XDEEP-MSI: Explainable Bias-Rejecting Microsatellite Instability Deep
Learning System In Colorectal Cancer
- URL: http://arxiv.org/abs/2110.15350v1
- Date: Thu, 28 Oct 2021 17:58:01 GMT
- Title: XDEEP-MSI: Explainable Bias-Rejecting Microsatellite Instability Deep
Learning System In Colorectal Cancer
- Authors: Aurelia Bustos (1), Artemio Pay\'a (2 and 3), Andres Torrubia (1),
Rodrigo Jover (2 and 3), Xavier Llor (4), Xavier Bessa (5), Antoni Castells
(6), Cristina Alenda (2 and 3) ((1) AI Cancer Research Unit Medbravo, (2)
Alicante University General Hospital, Spain, (3) Alicante Institute for
Health and Biomedical Research ISABIAL, (4) Department of Medicine and Cancer
Center at Yale University, Connecticut, (5) Hospital del Mar Medical Research
Institute IMIM, Barcelona, Spain, (6) Hospital Cl\'inic University of
Barcelona IDIBAPS CIBERehd, Spain)
- Abstract summary: We present a system for the prediction of microsatellite instability (MSI) from H&E images of colorectal cancer using deep learning (DL) techniques customized for tissue microarrays (TMAs)
The system incorporates an end-to-end image preprocessing module that produces tiles at multiple magnifications in the regions of interest as guided by a tissue module, and a multiple-bias rejecting module.
- Score: 0.0
- License: http://creativecommons.org/licenses/by/4.0/
- Abstract: We present a system for the prediction of microsatellite instability (MSI)

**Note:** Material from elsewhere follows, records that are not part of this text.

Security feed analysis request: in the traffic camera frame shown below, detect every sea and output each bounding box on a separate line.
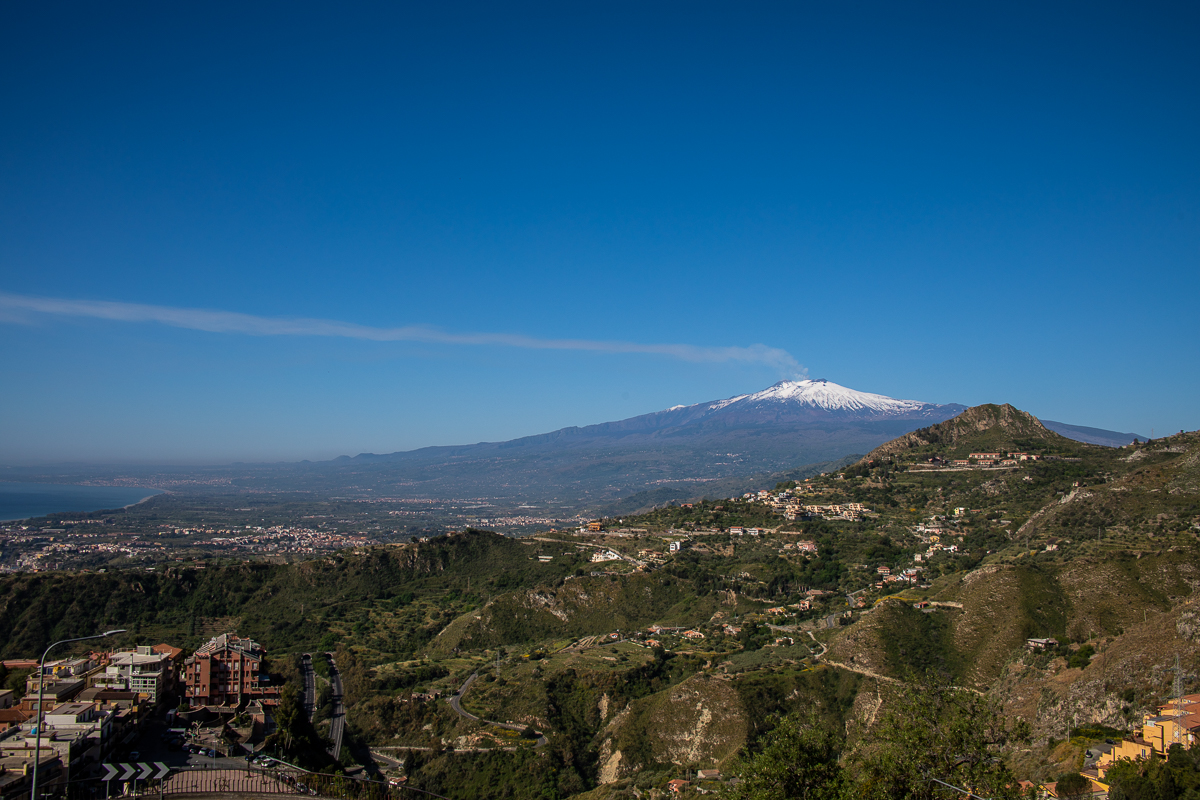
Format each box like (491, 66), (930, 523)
(0, 481), (162, 522)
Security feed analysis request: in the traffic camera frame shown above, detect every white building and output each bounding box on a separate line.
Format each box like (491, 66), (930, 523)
(94, 646), (172, 703)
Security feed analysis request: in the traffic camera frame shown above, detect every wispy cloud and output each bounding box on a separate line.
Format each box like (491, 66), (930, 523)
(0, 291), (808, 378)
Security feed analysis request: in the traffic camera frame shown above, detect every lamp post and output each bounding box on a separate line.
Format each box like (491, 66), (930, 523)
(29, 628), (125, 800)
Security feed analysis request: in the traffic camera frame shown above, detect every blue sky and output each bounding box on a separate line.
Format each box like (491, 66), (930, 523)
(0, 2), (1200, 464)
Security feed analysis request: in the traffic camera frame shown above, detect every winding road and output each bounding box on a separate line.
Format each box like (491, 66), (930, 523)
(450, 672), (546, 747)
(325, 652), (346, 759)
(300, 652), (317, 722)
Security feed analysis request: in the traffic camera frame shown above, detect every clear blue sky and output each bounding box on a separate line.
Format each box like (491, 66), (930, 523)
(0, 1), (1200, 464)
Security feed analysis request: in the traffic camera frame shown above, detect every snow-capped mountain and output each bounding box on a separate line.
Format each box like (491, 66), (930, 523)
(708, 378), (945, 416)
(334, 380), (966, 503)
(659, 378), (966, 422)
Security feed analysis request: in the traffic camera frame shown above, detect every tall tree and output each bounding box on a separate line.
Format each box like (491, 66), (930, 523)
(726, 715), (847, 800)
(852, 673), (1028, 800)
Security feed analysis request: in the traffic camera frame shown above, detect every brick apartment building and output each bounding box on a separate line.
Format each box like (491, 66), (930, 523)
(184, 633), (280, 708)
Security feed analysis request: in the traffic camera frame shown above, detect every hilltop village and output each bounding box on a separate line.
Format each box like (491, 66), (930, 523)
(0, 407), (1200, 800)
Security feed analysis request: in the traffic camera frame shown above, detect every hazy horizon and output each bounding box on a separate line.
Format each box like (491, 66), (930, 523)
(0, 2), (1200, 465)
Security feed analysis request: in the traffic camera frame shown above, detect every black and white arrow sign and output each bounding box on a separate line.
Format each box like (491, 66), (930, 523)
(100, 762), (170, 781)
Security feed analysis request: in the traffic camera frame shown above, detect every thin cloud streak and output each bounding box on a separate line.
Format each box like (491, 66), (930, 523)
(0, 291), (808, 378)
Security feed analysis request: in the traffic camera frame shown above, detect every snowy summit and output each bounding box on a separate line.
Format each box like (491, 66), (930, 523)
(710, 378), (928, 415)
(665, 378), (965, 421)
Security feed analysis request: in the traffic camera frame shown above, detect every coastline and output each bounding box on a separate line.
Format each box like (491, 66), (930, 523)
(0, 481), (167, 525)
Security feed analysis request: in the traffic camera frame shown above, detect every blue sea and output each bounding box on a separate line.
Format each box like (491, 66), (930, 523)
(0, 481), (162, 522)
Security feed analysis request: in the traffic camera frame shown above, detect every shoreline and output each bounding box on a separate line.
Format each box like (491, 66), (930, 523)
(0, 481), (169, 525)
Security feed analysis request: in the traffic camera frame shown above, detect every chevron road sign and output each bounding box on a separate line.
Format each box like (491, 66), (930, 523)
(100, 762), (170, 781)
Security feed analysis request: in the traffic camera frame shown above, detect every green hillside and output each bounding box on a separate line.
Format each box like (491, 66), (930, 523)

from H&E images of colorectal cancer using deep learning (DL) techniques
customized for tissue microarrays (TMAs). The system incorporates an end-to-end
image preprocessing module that produces tiles at multiple magnifications in
the regions of interest as guided by a tissue classifier module, and a
multiple-bias rejecting module. The training and validation TMA samples were
obtained from the EPICOLON project and further enriched with samples from a
single institution. A systematic study of biases at tile level identified three
protected (bias) variables associated with the learned representations of a
baseline model: the project of origin of samples, the patient spot and the TMA
glass where each spot was placed. A multiple bias rejecting technique based on
adversarial training is implemented at the DL architecture so to directly avoid
learning the batch effects of those variables. The learned features from the
bias-ablated model have maximum discriminative power with respect to the task
and minimal statistical mean dependence with the biases. The impact of
different magnifications, types of tissues and the model performance at tile vs
patient level is analyzed. The AUC at tile level, and including all three
selected tissues (tumor epithelium, mucine and lymphocytic regions) and 4
magnifications, was 0.87 +/- 0.03 and increased to 0.9 +/- 0.03 at patient
level. To the best of our knowledge, this is the first work that incorporates a
multiple bias ablation technique at the DL architecture in digital pathology,
and the first using TMAs for the MSI prediction task.